As always, I worked out the percentage of women to men.  Actually, across 12 years of IT user groups I have noticed this is getting better.  There were about 10% women across the entire attendance and 20% in the DBA stream.

Why is the ratio of women to men always so low at these things?  Are there really so many less women working in IT?  Ok, at a Unix user group I am often the only person that resembles a woman (with some suspicious possibles?) but DBAs and Oracle or SQL Developers? There should be more.  Are they too busy juggling home and work to be able to throw an extra journey, extra childcare and leaving home before children leave for school?  It would be interesting to try to find out.
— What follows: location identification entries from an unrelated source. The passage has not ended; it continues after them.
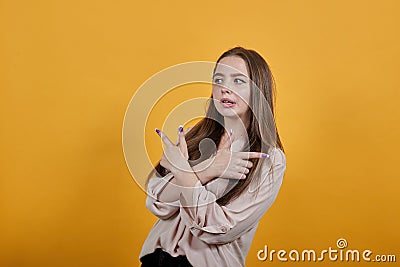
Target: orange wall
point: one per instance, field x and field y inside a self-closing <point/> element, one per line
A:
<point x="68" y="70"/>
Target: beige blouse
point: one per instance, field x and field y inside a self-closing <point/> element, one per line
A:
<point x="207" y="233"/>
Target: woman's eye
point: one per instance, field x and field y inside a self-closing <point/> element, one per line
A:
<point x="239" y="81"/>
<point x="218" y="80"/>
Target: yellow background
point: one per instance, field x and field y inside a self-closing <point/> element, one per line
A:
<point x="68" y="70"/>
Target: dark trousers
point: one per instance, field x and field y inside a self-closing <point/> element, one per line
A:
<point x="160" y="258"/>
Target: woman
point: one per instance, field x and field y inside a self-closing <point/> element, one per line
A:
<point x="209" y="200"/>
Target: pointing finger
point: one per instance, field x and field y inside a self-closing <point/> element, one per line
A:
<point x="164" y="138"/>
<point x="249" y="155"/>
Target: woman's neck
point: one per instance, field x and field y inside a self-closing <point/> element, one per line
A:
<point x="238" y="127"/>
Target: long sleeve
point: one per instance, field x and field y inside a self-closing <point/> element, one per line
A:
<point x="215" y="224"/>
<point x="164" y="210"/>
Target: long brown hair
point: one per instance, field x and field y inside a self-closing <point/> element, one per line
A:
<point x="262" y="132"/>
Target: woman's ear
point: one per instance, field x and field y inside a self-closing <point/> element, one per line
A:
<point x="188" y="129"/>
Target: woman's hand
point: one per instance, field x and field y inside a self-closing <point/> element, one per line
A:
<point x="175" y="157"/>
<point x="227" y="164"/>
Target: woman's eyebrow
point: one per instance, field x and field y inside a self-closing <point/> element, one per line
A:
<point x="232" y="75"/>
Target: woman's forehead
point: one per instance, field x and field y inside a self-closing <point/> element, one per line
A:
<point x="231" y="64"/>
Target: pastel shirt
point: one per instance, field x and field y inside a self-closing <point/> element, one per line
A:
<point x="210" y="234"/>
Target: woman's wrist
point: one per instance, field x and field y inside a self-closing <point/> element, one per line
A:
<point x="184" y="175"/>
<point x="204" y="171"/>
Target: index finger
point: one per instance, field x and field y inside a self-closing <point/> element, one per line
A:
<point x="164" y="138"/>
<point x="250" y="155"/>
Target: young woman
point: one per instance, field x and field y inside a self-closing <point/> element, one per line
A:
<point x="209" y="200"/>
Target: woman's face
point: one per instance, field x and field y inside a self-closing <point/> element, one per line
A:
<point x="231" y="88"/>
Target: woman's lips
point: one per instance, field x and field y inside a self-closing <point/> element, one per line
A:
<point x="227" y="103"/>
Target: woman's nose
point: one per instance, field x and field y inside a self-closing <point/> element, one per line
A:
<point x="225" y="90"/>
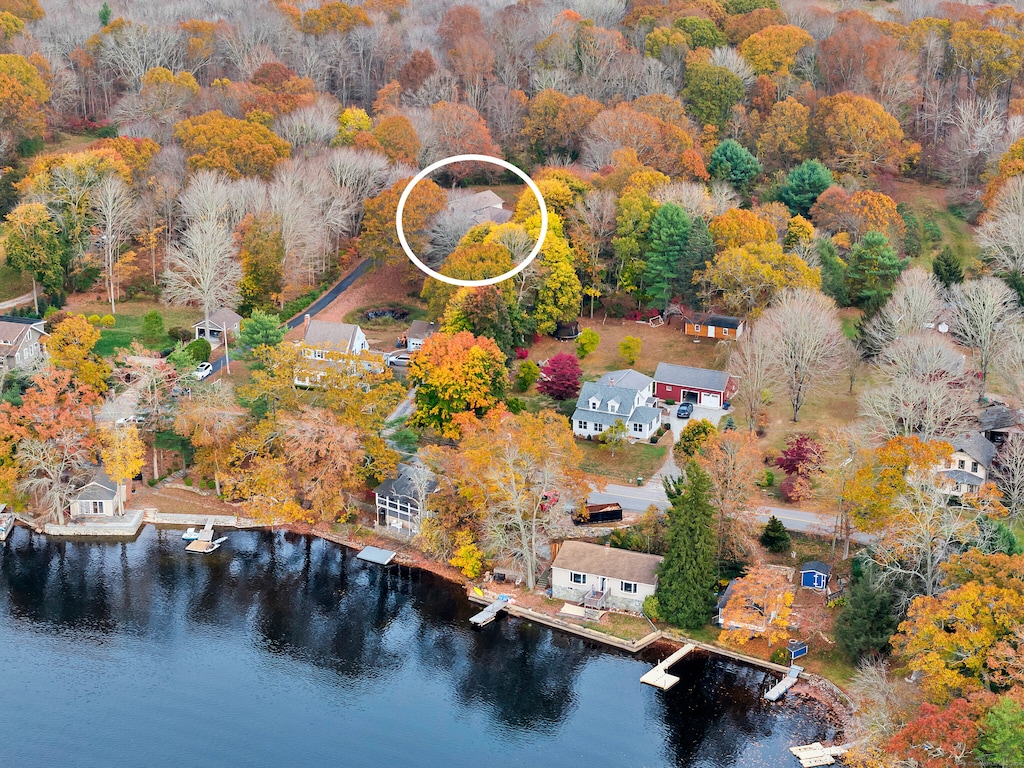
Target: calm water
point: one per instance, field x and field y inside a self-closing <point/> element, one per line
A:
<point x="283" y="650"/>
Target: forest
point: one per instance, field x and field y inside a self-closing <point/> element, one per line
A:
<point x="845" y="177"/>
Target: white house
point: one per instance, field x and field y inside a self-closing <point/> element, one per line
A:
<point x="620" y="395"/>
<point x="97" y="498"/>
<point x="22" y="342"/>
<point x="603" y="577"/>
<point x="221" y="321"/>
<point x="970" y="463"/>
<point x="401" y="500"/>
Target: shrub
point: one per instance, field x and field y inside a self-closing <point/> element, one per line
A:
<point x="651" y="608"/>
<point x="200" y="350"/>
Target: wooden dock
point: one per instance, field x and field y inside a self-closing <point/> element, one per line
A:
<point x="814" y="755"/>
<point x="777" y="690"/>
<point x="659" y="677"/>
<point x="489" y="613"/>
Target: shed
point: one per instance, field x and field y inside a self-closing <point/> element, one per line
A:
<point x="814" y="574"/>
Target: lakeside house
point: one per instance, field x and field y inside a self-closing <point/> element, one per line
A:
<point x="722" y="327"/>
<point x="970" y="463"/>
<point x="221" y="321"/>
<point x="620" y="395"/>
<point x="98" y="498"/>
<point x="701" y="386"/>
<point x="22" y="342"/>
<point x="603" y="577"/>
<point x="401" y="501"/>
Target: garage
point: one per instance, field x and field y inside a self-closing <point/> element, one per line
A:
<point x="702" y="386"/>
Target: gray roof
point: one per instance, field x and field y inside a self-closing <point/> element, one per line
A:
<point x="402" y="484"/>
<point x="976" y="445"/>
<point x="421" y="330"/>
<point x="340" y="336"/>
<point x="627" y="378"/>
<point x="691" y="378"/>
<point x="960" y="475"/>
<point x="607" y="561"/>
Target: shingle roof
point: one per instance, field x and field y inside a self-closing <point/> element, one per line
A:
<point x="341" y="336"/>
<point x="976" y="445"/>
<point x="627" y="378"/>
<point x="607" y="561"/>
<point x="695" y="378"/>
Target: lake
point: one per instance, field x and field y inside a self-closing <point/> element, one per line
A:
<point x="285" y="650"/>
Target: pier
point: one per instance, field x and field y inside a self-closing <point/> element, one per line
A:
<point x="659" y="677"/>
<point x="781" y="687"/>
<point x="489" y="613"/>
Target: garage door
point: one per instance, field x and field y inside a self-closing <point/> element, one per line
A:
<point x="711" y="400"/>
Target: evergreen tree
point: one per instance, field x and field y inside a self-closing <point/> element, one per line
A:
<point x="946" y="267"/>
<point x="803" y="185"/>
<point x="670" y="231"/>
<point x="868" y="619"/>
<point x="259" y="329"/>
<point x="731" y="162"/>
<point x="775" y="538"/>
<point x="871" y="270"/>
<point x="686" y="579"/>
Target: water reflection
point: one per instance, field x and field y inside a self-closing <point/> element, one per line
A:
<point x="340" y="646"/>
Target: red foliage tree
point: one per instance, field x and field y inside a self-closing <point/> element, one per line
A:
<point x="560" y="377"/>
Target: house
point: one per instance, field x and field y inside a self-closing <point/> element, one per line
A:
<point x="22" y="342"/>
<point x="97" y="498"/>
<point x="418" y="333"/>
<point x="483" y="206"/>
<point x="700" y="385"/>
<point x="620" y="395"/>
<point x="603" y="576"/>
<point x="222" y="320"/>
<point x="970" y="463"/>
<point x="814" y="574"/>
<point x="713" y="327"/>
<point x="401" y="500"/>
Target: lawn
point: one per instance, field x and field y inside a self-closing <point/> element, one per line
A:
<point x="630" y="462"/>
<point x="129" y="323"/>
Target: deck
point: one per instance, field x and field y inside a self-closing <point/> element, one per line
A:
<point x="659" y="677"/>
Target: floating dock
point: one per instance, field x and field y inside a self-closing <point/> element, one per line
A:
<point x="376" y="555"/>
<point x="659" y="677"/>
<point x="814" y="755"/>
<point x="489" y="613"/>
<point x="787" y="682"/>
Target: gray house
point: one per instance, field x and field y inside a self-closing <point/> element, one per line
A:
<point x="620" y="395"/>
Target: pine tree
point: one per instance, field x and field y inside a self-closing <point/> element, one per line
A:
<point x="867" y="621"/>
<point x="670" y="230"/>
<point x="775" y="538"/>
<point x="686" y="579"/>
<point x="946" y="267"/>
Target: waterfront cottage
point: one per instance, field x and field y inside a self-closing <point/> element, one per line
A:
<point x="603" y="577"/>
<point x="620" y="395"/>
<point x="702" y="386"/>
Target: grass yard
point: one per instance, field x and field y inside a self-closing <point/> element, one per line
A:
<point x="630" y="462"/>
<point x="129" y="323"/>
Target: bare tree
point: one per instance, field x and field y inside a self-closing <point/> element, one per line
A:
<point x="1010" y="473"/>
<point x="805" y="333"/>
<point x="982" y="311"/>
<point x="203" y="269"/>
<point x="117" y="215"/>
<point x="752" y="365"/>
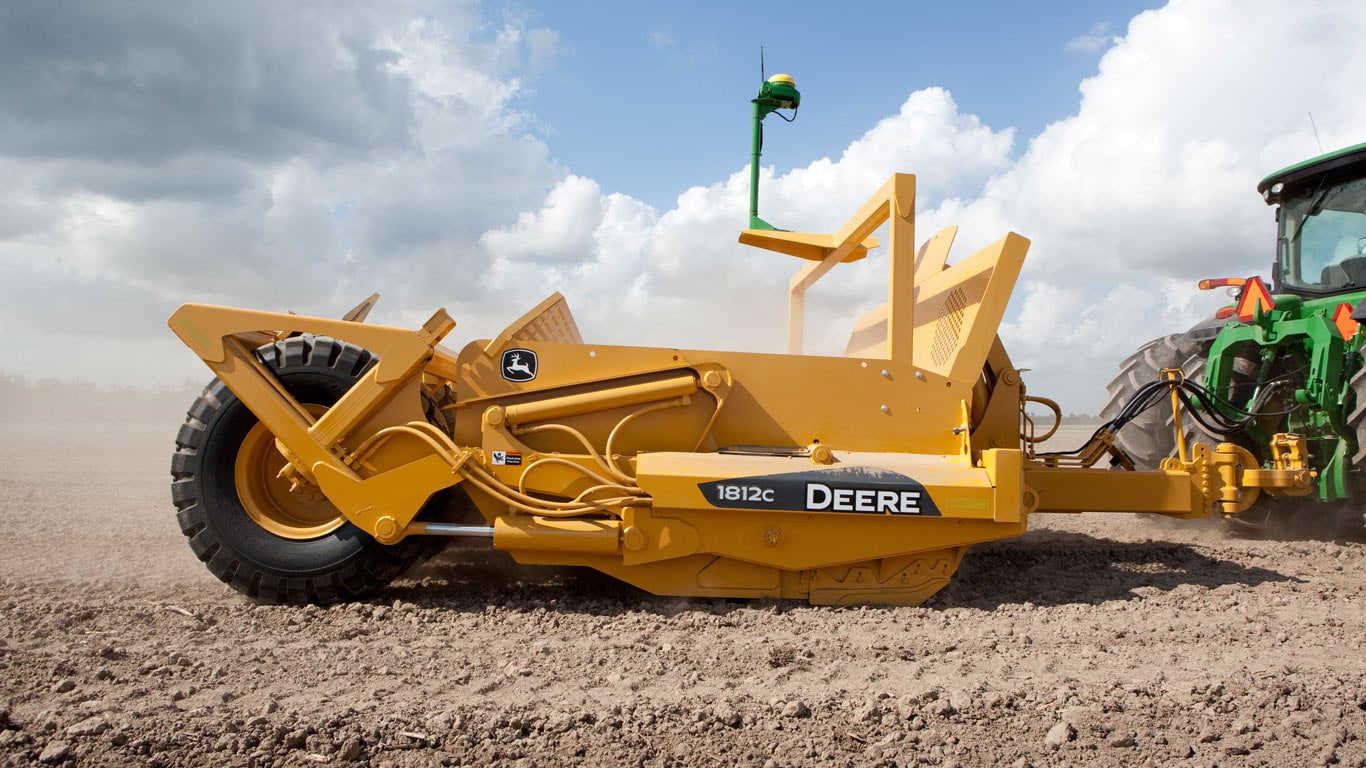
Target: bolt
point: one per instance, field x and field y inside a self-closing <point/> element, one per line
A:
<point x="633" y="539"/>
<point x="387" y="529"/>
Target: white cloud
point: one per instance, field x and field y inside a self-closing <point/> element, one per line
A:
<point x="428" y="187"/>
<point x="1146" y="189"/>
<point x="1096" y="40"/>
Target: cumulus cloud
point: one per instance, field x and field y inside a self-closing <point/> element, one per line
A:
<point x="1096" y="40"/>
<point x="159" y="153"/>
<point x="1128" y="202"/>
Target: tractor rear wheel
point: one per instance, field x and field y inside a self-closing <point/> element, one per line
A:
<point x="1152" y="436"/>
<point x="272" y="543"/>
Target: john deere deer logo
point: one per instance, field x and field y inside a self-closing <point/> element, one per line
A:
<point x="519" y="365"/>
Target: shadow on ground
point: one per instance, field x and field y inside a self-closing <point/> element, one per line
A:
<point x="1052" y="569"/>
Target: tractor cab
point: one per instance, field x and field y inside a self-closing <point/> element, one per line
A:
<point x="1321" y="224"/>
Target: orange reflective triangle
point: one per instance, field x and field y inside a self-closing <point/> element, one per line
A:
<point x="1343" y="319"/>
<point x="1256" y="298"/>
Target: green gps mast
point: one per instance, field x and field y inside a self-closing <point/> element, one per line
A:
<point x="776" y="93"/>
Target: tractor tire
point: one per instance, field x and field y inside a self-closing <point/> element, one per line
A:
<point x="1353" y="518"/>
<point x="1150" y="437"/>
<point x="245" y="524"/>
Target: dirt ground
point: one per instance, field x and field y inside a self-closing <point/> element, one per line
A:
<point x="1093" y="640"/>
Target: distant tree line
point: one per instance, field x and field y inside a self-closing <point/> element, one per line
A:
<point x="51" y="399"/>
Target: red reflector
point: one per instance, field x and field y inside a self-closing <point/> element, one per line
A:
<point x="1256" y="299"/>
<point x="1344" y="323"/>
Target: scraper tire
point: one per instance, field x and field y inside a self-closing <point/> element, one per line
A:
<point x="245" y="524"/>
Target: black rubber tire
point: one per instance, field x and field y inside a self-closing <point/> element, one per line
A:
<point x="342" y="565"/>
<point x="1150" y="436"/>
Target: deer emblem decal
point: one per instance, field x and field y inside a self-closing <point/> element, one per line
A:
<point x="519" y="365"/>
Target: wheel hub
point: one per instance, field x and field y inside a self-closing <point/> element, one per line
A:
<point x="276" y="496"/>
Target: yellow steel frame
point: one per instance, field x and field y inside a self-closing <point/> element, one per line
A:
<point x="603" y="458"/>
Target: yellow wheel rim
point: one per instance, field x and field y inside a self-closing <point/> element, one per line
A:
<point x="267" y="496"/>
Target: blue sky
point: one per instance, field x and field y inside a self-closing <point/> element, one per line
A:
<point x="650" y="99"/>
<point x="481" y="155"/>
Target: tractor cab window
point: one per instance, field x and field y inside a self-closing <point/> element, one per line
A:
<point x="1322" y="239"/>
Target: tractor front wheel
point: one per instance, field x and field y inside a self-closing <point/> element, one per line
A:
<point x="272" y="540"/>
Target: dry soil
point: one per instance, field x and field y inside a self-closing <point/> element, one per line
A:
<point x="1093" y="640"/>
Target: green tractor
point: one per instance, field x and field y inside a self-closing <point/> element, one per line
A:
<point x="1281" y="360"/>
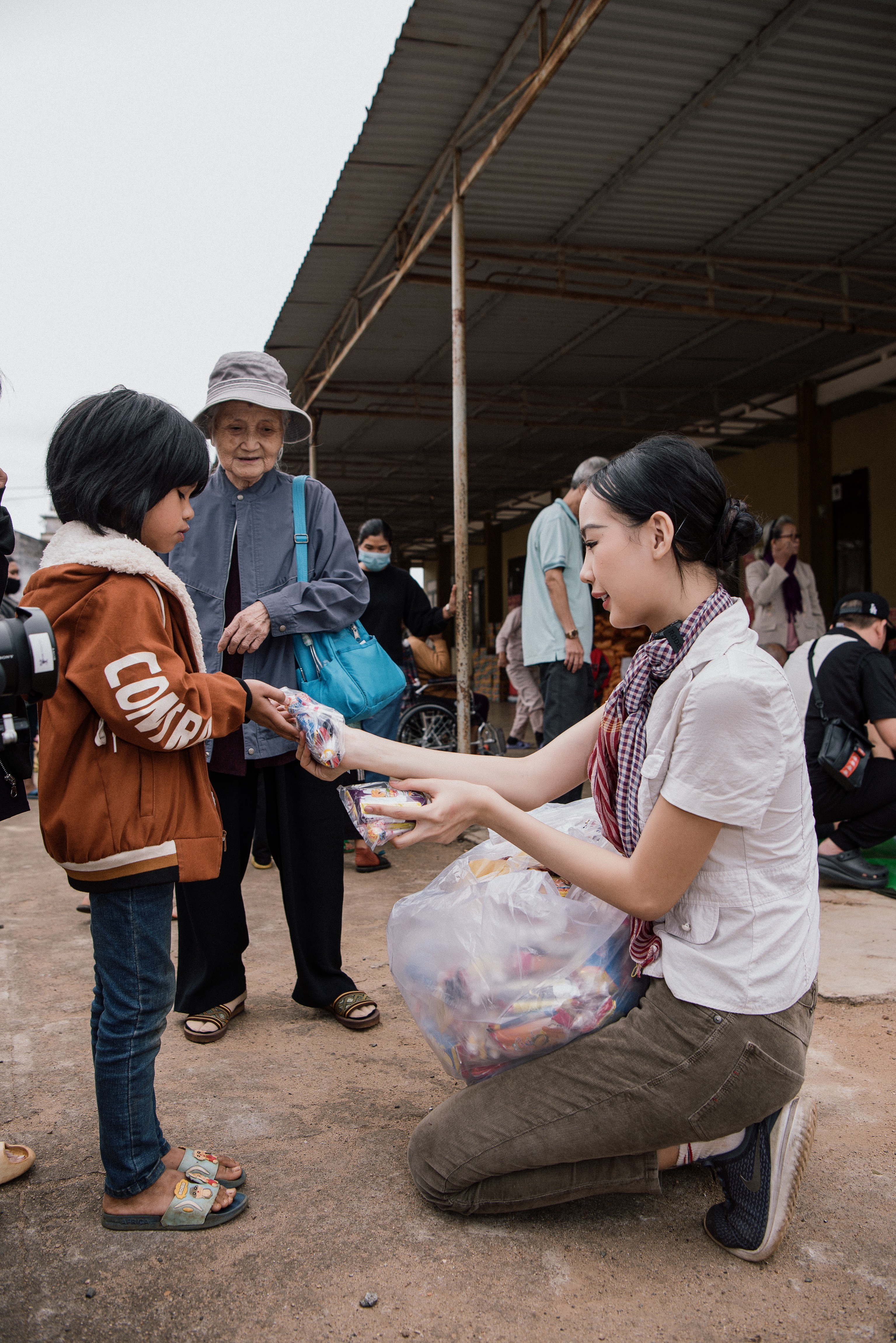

Something else always strikes me at these conferences, how much pressure is on the presenters to have their laptop presentations working properly. With 200 men poised to tell them exactly how they should do it if they fail, the pressure must really be on!

The lowest point of the day was when I realised we were actively debating whether the tablespace map in the standard Space Management pack was less sexy than the one in the Space Management with on-line Re-org.  For those interested this looks like this:
See the coloured boxes, these are waaaay sexier...they expose so much more (fragmentation!)

The high point (or most ironic) was a very well respected Joe Baguley explaining exactly why you shouldn't work in a company that has a 'war room' and avoid 'the fault bridges'*.  My company positively thrives on both...but I already knew it was a bad thing!!! 

If you do Oracle and don't do Quest - go have another look, they have evolved again.  Personally I would hate to be without Toad, and I'm not just saying that because I got a free lunch!